This year we did a bit of everything: a book, a play, a summer program, a huge range of events for different audiences, and—as always—ongoing original research with languages and communities from around the world.
Worldwide, it was a year dominated by consequential elections and questions of migration, mobility, and culture. As the only organization anywhere focused on urban linguistic diversity, ELA has a perspective and a track record on this. Year in year out, our work shows that cities are extraordinary linguistic laboratories that we have barely even begun to explore, appreciate, or support. We depend on all the languages, cultures, and ideas around us. The first step is to listen.
Here are some highlights from the previous year:
In January, five of us were at the Linguistic Society of America’s major annual conference (its 100th anniversary!) presenting highlights from a decade of work, with Mixtec, Wakhi, and Bishnupriya Manipuri among the languages in focus. February saw the launch of our new book Language City: The Fight to Preserve Endangered Mother Tongues in New York, together with a glossy, high-tech feature in the New York Times Magazine, just in time for International Mother Language Day. March and April were packed with book events, reviews, and panels including at all three of the city’s public library systems (New York, Brooklyn, and Queens), the think tank New America, and the New England Translators Association—to name just a few. We were also finishing up a project with the contemporary art museum PS1, which is thinking boldly about what it means to be a multilingual cultural institution today.
May saw fieldwork in the Caucasus, followed by presentations to audiences in Berlin and Paris, and then in June a visit to the Philippines, where co-director Kaufman has been closely involved in a series of workshops to support teachers working within the groundbreaking but embattled Mother Tongue–Based Multilingual Education program. In July summer volunteers did primary fieldwork much closer to home, at our office on 18th Street, with a young Afghani refugee from the remote Nuristan region who speaks a language that has hardly been documented. August, after months of preparation, was the realization of one of our most ambitious experiments yet: an original theater piece, based on Language City and created together with Gung Ho Projects, which we presented over the course of a week at the unique venue Little Island, inlcuding performances in Tibetan, Nahuatl, Kuranko, and Pontic Greek.

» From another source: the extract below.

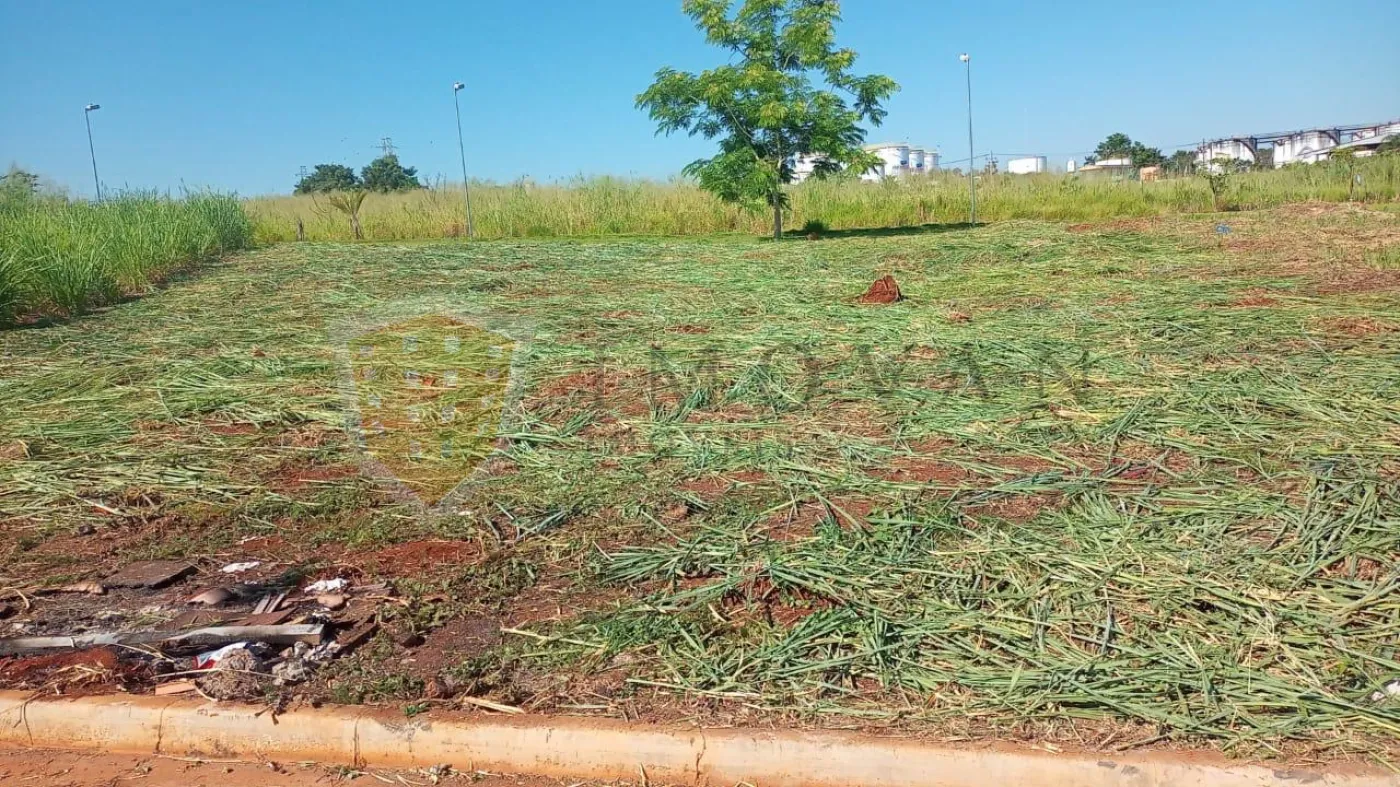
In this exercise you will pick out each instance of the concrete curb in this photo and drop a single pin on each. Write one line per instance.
(605, 749)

In September, we held our sold-out Jewish Languages of Brooklyn tour, meeting speakers and encountering sites for Haketia, Judeo-Arabic, and Juhuri—unwittingly going TikTok viral in the process. Language City won the British Academy Prize for Global Cultural Understanding in October, with events continuing from Massachusetts to New Jersey to London (not to mention an epic Spanish-language literary festival in Manhattan). During November, language-related arts were in focus: weekly textile and language sessions for Indigenous Mexican New York women with artist Cinthya Santos Briones and Museo del Barrio, plus a masterful workshop with a celebrated Indian typographer/calligrapher/all-around “fontwallah”. In December, our ever-continuing language mapping efforts on languagemap.nyc are bringing us close to a total of 750 languages, including several sign languages we can now report as being used in the city for the first time.
As for 2025, we’ll be celebrating our 15th year in existence! In various ways we’ll continue to develop in all of the above, no matter the challenges. We’re still not the best at sending updates, but we’ll do our best to keep posting key updates on elalliance.org as well as on Instagram and Facebook, plus these occasional newsletters that we hope are easy on your inbox. And it may take a little time, but we’ll do our best to respond if you write to us.
For now, mark your calendars! 1/29 is Translation Night, 2/11 is the paperback release of Language City (already available for pre-order), and on 2/21 we’ll celebrate International Mother Language Day with a live event.